This scene describes the meeting between Sister Aloysius, Sister James, and Father Flynn. As it opens, Sister Aloysius speaks of last night’s windstorm, and tell Sister James that Sister Veronica hurt herself tripping over a fallen branch.

 

When Father Flynn enters, they begin to talk about the Christmas pageant. Father Flynn and Sister James push to perform a secular song. Sister Aloysius at first resists, but relents, as Father Flynn writes an idea for a sermon on intolerance. Father Flynn further states that they should be friendlier, take the boys on camping trips and the like, to show that they are like their congregation.
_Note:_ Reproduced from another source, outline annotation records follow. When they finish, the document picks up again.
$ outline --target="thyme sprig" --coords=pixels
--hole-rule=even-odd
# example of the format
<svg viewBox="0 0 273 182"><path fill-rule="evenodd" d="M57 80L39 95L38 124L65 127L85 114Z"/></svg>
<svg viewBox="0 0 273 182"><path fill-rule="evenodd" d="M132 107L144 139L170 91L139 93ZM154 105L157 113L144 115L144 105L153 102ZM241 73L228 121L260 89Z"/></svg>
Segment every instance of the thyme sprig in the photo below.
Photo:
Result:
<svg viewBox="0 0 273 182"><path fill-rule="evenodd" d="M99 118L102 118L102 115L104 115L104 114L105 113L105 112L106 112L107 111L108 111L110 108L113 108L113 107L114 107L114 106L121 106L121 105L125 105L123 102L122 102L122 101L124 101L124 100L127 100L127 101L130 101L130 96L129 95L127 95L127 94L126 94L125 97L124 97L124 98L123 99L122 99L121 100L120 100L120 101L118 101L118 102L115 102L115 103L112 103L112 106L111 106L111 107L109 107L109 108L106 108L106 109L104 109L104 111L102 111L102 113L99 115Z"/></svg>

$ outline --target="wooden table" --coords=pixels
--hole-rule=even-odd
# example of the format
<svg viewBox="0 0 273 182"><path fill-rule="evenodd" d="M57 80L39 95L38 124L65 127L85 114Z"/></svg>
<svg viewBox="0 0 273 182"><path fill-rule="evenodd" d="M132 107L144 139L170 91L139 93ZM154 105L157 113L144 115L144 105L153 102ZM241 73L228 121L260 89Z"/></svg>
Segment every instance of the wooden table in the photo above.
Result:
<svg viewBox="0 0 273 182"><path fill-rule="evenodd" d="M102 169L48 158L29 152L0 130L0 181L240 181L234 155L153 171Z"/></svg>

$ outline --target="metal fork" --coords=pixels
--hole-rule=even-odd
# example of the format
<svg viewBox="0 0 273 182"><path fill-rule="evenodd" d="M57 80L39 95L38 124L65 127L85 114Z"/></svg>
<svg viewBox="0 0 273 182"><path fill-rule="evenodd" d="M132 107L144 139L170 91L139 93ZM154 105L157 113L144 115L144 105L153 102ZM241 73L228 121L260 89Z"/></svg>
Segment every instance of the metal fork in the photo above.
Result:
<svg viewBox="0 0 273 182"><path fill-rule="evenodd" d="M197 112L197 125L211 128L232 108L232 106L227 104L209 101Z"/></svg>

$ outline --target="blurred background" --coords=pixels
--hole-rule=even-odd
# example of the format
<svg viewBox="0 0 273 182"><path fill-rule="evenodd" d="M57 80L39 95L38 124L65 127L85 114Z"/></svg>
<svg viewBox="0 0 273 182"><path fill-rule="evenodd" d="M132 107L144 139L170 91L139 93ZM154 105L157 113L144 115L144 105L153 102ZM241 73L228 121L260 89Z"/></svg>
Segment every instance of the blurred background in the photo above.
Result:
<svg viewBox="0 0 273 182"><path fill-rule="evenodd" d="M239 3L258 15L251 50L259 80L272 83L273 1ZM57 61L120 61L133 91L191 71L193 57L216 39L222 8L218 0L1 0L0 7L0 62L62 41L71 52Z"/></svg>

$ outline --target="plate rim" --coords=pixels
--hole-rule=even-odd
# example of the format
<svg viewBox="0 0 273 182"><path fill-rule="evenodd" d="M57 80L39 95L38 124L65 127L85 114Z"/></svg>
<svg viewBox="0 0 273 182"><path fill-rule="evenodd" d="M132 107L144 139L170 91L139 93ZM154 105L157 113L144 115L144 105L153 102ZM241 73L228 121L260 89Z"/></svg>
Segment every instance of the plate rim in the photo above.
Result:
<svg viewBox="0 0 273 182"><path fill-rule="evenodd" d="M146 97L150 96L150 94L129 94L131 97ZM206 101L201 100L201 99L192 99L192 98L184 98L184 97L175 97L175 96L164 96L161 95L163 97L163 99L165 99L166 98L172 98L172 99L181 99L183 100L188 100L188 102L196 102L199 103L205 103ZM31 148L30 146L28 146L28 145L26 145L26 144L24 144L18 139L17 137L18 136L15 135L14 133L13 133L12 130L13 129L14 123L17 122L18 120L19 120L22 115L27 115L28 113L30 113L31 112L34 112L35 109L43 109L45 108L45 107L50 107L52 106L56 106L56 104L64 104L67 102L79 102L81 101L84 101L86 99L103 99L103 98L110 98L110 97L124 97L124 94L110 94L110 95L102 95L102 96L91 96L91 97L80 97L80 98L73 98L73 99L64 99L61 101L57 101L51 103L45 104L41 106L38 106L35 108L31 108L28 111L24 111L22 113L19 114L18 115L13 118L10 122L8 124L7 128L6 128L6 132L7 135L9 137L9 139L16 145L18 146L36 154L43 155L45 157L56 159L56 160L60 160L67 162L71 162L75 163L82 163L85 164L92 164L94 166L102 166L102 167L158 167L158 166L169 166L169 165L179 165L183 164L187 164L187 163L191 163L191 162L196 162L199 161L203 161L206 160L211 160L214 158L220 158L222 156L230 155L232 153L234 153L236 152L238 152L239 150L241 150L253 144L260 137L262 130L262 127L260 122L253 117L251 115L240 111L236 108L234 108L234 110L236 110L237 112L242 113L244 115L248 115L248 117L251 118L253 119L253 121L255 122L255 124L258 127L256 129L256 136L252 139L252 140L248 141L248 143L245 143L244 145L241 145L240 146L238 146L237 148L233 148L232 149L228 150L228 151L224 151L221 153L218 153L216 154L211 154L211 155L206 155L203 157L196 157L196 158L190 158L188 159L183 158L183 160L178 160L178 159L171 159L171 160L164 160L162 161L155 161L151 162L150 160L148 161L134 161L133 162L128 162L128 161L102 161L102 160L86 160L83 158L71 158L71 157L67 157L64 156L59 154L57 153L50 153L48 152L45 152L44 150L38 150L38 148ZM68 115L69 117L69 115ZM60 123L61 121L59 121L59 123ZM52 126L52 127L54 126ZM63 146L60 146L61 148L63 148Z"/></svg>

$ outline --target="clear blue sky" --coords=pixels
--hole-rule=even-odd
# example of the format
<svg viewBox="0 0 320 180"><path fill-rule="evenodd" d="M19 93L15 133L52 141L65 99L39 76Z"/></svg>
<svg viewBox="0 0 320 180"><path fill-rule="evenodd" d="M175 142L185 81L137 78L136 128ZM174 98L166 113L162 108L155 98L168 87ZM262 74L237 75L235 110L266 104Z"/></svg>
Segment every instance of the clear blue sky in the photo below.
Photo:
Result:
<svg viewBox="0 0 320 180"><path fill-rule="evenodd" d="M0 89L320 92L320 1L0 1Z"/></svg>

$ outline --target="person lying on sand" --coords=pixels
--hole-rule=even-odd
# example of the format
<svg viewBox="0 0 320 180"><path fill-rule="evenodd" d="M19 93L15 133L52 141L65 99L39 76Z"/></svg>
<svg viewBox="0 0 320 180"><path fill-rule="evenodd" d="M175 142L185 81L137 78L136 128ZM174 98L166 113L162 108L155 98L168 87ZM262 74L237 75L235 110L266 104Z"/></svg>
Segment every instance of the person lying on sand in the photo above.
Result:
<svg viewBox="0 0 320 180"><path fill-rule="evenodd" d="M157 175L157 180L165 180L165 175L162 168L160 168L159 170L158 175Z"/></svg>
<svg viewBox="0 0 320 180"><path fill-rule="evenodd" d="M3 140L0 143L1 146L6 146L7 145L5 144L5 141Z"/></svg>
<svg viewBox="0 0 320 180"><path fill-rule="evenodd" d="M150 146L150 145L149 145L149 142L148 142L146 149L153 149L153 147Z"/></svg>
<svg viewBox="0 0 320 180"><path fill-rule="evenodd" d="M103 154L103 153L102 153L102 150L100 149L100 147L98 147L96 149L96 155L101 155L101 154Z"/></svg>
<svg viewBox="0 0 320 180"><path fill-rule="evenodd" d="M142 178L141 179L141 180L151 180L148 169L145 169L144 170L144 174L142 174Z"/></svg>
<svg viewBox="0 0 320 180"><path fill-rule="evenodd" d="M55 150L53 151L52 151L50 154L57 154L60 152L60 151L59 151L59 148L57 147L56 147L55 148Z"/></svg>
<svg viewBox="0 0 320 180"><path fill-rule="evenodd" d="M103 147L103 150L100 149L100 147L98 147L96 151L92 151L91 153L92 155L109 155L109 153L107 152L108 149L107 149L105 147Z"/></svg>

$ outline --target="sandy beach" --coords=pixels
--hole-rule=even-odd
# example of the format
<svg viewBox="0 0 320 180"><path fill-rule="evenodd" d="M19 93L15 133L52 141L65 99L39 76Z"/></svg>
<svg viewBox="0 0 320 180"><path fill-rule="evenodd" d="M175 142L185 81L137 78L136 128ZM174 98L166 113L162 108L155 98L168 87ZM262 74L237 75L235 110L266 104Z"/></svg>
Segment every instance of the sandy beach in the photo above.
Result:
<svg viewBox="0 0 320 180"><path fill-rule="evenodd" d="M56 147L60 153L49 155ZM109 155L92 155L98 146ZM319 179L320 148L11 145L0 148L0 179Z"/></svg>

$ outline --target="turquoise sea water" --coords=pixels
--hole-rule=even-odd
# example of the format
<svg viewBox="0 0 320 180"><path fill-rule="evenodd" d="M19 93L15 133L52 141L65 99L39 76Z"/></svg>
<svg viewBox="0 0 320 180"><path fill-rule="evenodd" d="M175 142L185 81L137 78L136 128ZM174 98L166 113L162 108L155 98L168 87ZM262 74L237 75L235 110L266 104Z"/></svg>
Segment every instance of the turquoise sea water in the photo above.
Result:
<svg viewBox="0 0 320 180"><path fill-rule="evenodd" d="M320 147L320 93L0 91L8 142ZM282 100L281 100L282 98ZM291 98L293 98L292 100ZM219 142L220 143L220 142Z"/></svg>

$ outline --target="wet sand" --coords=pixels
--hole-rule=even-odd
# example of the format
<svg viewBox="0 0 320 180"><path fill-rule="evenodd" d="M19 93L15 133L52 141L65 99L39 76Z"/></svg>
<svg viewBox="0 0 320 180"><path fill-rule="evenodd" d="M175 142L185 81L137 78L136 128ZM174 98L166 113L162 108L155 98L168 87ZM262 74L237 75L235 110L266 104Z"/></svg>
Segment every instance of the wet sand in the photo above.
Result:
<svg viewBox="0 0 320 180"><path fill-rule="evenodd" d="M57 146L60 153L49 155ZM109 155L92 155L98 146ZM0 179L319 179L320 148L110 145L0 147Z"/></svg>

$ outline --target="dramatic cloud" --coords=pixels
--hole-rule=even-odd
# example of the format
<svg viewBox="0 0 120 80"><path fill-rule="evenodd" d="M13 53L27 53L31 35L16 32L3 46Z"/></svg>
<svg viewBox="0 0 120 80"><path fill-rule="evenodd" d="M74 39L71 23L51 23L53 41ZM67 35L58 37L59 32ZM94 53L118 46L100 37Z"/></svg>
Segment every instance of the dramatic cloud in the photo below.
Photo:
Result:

Sister Aloysius disagrees, saying, “the working class members of this parish trust us to be different” (30).

 

Sister Aloysius shifts the conversation by saying they must be careful how they use Donald Muller in the pageant, to not showcase any special treatment. She then accuses Father Flynn of singling him out in a private meeting in the rectory. Father Flynn begins to realize that the tide of the conversation is turning, and becomes defensive. As Sister Aloysius pushes him to talk about it, saying that Donald behaved differently afterward, Father Flynn at first calls the matter private, saying he objects to the Sister’s tone, and that she should take it up with Monsignor Benedict if she wishes to continue to pursue the matter.

 

When they reveal that Donald had alcohol on his breath, Father Flynn says that the boy was caught sneaking altar wine, and that he confronted him in order to keep his misbehavior a secret and avoid Donald being dismissed from his duties. Father Flynn states that Mr. McGinn caught Donald in the act, and would be able to corroborate his story. He leaves. Sister James is relieved, but Sister Aloysius accuses her of choosing to believe him “so that [she] can have simplicity back” (35). Sister James, rather, says that Sister Aloysius doesn’t believe him because she doesn’t like him and his forward thinking. Sister Aloysius insists that her experience informs her distrust, and the scene concludes with her calling Donald Muller’s parents to request a meeting.

Scene 6 Summary

This scene is another short parable excerpted from Father Flynn’s sermon. He describes a woman who gossiped with a friend, and then had a dream that a great hand pointed down at her, and she was seized with guilt. She goes to confession and asks if gossiping is a sin, to which the father responds adamantly that it is, and that she should be “heartily ashamed” (37). The Father tells her to go home, take a pillow to her roof, and cut it open with a knife. She does, and he asks what happened. She responds that feathers went flying everywhere, and he asks her to go gather up “every last feather that flew out on the wind” (37). Of course, she says that this is impossible, and that she can’t know where they went. The Father retorts that that is gossip.

Scenes 5-6 Analysis

Scene 5 is a microcosm of the entire play. It begins with surface chat of the Christmas pageant, and like in the first scene with Sister James, Sister Aloysius is characterized as almost comically strict: against lipstick, secular songs, and ballpoint pens. Father Flynn, meanwhile, imagines more parables resembling those in his sermons (imagining an ancient man alone on a windy night), and dreams of convivial camping trips with the boys (recalling his basketball lecture). However, the teachers soon segue into talk of Donald Muller, and the play becomes combat. Where between the nuns it was whispers and distrust, Father Flynn is directly combative and clear in stating his innocence.

 

When cornered, he reveals his story about Donald Muller drinking the altar wine alone, and Sister James is relieved. She has said that she is dying to recover her peace of mind, and believing him is simple. As Sister Aloysius says, “You just want things resolved so you can have your simplicity back” (35). As this scene ends, it displays the tension between progressive and conservative beliefs, and how it sways Sister James. She accuses Sister Aloysius of distrusting Father Flynn solely based on his progressive sensibilities and peculiar tastes. And she feels that in siding with Father Flynn, she’s absolving herself too; allowing herself to enjoy the peformative aspects of teaching, and not requiring herself to be frosty and suspicious of her students.

 

In Scene 6, Father Flynn once again preaches a parable, this time targeted precisely at Sister Aloysius. Key to this story of gossip and ripped pillows is the power dynamic between the male Church clergyman and female congregant. She is portrayed as sheer ignorance, malicious without thought, while the male member of the Church is clearly her intellectual and moral superior—suggesting that Father Flynn sees his relation to Sister Aloysius in the same way.